There has been plenty of stories over the years about how the inner workings of the club contributed to their monumental success and legacy that they built.
One man who was a central figure to that ongoing success was Ryan Giggs. The Welsh winger was an icon of the club during his career and remains United's highest appearance holder, turning out an impressive 963 times.
This spell yielded an unmatched 13 Premier League titles, four FA Cup and two Champions League titles, amongst others.
So you would imagine that Giggsy absolutely loved every minute of it. However, while that would be a safe assumption to make, you'd actually be wrong.
Yep, that's right, Giggsy admitted in his column in The Telegraph that he actually didn't enjoy the pressure or many of the games he featured in.
The expectation to deliver trophy after trophy at Old Trafford meant he could never relax and enjoy his football when he was on the pitch.
"As for the life of a footballer itself, I can say that it does come with stress of its own," he said.
‘I have to admit that I never really enjoyed the games.
"There was too much at stake playing for United.
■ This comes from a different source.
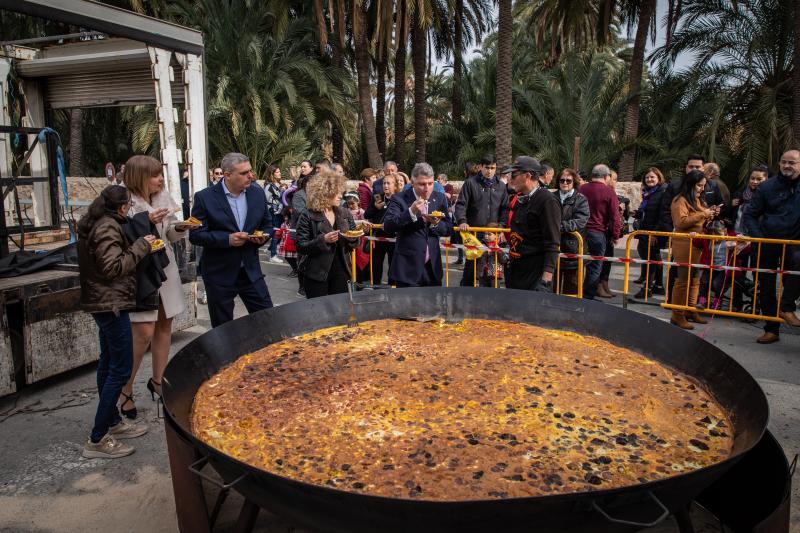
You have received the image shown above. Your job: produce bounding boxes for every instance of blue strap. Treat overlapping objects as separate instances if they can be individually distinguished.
[39,128,77,244]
Unless you were 3-0 up with 10 minutes to go you learned that football had a habit of tripping you up. It was never wise to look around and relax and to enjoy the moment.’
Giggs made the admission after the new broke that England winger Aaron Lennon had been detained under the Mental Health Act and pointed out that while wealth and fame came as a bonus of being a footballer, but that didn't make them immune from mental health issues.
However, the former Wales international did reveal that it wasn't all doom and gloom, and that there were aspects of his career that he did enjoy.
"I did love training,"he added.
"Although it was always intense, there was not the pressure of matchday and you were with people you liked and respected playing the game you loved. We ate well, we were well looked after and that daily hit of endorphins from exercise has a big effect on your mood."